By Karla Fonseca
In the event “Living Between Worlds,” Tianna Faye Soto, a Puerto Rican-Jamaican-Chinese woman, discussed mental health and wellness in a college setting and the multiple identities, or “hats,” a person must wear in their everyday lives.
This event was hosted by Union Latina and took place on Nov. 9 in the Brower Student Center.
“You deserve to feel proud of who you are,” Soto said. “You deserve to feel proud of your story in all parts, both heavy and light and messy. Every element of who you are is beautiful, even if it doesn't feel that way.”
Soto began the event by introducing herself, starting with her professional life and leading into her family history and her childhood. Soto talked about living with multiple identities; Puerto Rican, Jamaican, Chinese, musician, actor and daughter.
“On a college campus, we’re all discovering our identity,” said attendee Ashauna Francis, an urban elementary education and Spanish major. “This is the key point. At some point, everybody allows something to define them that isn’t actually them.”
Soto also invited the audience to reflect on their stories within themselves by allocating time for meditation and prompts for the audience to answer among themselves. These prompts included finishing the sentence, “I am…,” and “What identity do you feel closest to?”
“Culture is not the only identity people have,” said Kelly Maci, a sophomore early childhood urban education and Spanish major. “There’s so much intersectionality, and I feel like she really expressed intersectionality well because she had to figure out and explore three sides of herself and extra things, with her being a musician and with her being Puerto Rican, Jamaican, and Chinese. She even mentioned to us how she felt much more connected to her Puerto Rican side so she wanted to go and explore her Jamaican and Chinese sides.”
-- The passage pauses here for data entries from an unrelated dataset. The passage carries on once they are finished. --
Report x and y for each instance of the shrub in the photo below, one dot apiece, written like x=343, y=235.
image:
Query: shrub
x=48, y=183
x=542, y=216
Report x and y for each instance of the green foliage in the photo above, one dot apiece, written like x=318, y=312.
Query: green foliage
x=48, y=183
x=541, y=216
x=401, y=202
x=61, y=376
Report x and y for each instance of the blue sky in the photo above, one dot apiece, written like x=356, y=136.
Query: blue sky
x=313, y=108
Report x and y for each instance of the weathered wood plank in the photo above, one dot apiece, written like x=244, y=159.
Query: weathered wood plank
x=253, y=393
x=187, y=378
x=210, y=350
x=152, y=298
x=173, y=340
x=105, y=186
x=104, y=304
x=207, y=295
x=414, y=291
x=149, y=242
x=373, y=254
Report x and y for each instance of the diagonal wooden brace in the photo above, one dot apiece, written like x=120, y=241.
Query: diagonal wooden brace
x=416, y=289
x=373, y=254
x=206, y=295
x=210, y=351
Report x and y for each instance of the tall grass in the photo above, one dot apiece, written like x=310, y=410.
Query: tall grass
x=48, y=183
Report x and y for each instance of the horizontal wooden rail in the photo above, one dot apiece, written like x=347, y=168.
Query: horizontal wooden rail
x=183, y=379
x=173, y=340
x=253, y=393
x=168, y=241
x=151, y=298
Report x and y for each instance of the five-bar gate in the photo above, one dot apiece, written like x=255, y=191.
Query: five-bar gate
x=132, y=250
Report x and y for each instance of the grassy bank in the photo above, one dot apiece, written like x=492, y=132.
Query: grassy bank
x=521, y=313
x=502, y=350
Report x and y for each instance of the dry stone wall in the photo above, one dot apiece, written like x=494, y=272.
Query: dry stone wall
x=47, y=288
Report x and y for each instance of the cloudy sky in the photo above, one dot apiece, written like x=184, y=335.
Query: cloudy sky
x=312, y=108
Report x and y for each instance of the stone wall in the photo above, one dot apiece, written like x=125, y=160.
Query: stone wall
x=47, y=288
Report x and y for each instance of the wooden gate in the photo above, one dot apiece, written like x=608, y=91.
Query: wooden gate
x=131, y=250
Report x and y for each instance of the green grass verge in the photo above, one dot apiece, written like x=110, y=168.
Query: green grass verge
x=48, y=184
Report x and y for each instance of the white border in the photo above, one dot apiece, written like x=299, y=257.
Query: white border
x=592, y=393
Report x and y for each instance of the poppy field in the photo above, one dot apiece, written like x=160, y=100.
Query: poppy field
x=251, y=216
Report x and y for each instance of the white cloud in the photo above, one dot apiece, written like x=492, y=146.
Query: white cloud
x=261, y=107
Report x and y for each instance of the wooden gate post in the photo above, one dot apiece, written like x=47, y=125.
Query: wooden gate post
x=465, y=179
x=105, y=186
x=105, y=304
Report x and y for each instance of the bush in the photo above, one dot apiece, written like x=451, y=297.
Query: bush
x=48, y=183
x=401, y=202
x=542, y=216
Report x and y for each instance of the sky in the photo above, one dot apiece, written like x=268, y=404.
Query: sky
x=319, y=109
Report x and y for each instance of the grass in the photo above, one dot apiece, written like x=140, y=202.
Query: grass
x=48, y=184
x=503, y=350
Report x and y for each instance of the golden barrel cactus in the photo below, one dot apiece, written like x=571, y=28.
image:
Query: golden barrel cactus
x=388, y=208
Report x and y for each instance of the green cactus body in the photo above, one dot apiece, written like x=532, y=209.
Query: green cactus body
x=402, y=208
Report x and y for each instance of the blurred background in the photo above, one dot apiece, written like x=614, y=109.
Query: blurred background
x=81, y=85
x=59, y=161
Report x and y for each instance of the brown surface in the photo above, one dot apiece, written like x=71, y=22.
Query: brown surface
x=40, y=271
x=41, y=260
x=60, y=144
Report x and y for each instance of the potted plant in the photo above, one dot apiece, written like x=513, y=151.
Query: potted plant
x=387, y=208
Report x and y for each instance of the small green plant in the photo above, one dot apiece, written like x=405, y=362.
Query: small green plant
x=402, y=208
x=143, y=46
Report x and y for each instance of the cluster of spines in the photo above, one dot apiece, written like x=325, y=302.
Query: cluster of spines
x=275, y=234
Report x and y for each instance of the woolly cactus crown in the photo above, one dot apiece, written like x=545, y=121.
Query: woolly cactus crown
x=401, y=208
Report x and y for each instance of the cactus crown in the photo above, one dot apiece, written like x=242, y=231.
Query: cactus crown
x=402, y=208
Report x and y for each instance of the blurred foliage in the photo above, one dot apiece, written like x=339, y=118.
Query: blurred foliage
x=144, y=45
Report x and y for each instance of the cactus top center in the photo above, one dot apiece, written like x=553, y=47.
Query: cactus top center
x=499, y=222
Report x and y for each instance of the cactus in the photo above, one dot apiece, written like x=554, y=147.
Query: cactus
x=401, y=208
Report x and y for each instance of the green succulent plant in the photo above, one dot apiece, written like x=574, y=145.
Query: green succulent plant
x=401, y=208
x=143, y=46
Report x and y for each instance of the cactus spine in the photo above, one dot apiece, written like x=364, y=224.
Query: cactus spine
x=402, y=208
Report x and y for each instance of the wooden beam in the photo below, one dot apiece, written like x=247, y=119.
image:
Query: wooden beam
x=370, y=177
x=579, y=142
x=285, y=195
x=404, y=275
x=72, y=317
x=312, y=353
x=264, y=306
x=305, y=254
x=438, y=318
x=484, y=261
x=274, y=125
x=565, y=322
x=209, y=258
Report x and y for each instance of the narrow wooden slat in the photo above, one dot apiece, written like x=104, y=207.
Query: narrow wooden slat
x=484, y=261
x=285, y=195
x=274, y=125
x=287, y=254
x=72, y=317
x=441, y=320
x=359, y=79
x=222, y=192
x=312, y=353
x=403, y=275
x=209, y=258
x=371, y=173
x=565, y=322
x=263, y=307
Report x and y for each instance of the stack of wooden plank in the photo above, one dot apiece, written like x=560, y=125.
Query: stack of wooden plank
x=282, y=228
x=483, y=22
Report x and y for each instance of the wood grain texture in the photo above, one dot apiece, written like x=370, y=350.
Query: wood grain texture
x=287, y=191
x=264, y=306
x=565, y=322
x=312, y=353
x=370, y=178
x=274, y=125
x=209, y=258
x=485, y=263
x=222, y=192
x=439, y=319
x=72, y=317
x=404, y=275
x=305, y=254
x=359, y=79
Students related to what Soto discussed about her own life. Her experiences bore a resemblance to the experiences of many people in the room.
“I agree with what she was saying, living in a predominantly white area, and from being from around a 90-plus percent white population,” said Camille Clemente, a sophomore public health major. “Growing up in elementary school, I was probably the only brown person in my classroom and one of a couple in the whole school. That experience has made my views different from other people’s views who have grown up with other people that look like them. In a predominantly white area, it has been hard to connect with my culture, similar to what she was saying, but I’m very lucky to have a small community of Filipinos living with me.”
Students enjoyed the unique presentation style of Soto, which allowed her presentation to go beyond just her own life experiences.
“I like how interactive the presentation was since we were able to reflect on her background as well as our own background and values,” said Karyme Estevez, a sophomore interactive multimedia major. “This made the talk feel very communal.”
Visiting the College, Soto sought to provide a sense of peace in the hectic lives of college students.
“It’s so hard to be a college student right now and just affirm how far you’ve come, what it means for you to be in this room, and all the hurdles and challenges you had to overcome to be here,” Soto said. “It's so amazing, so please be proud of yourself.”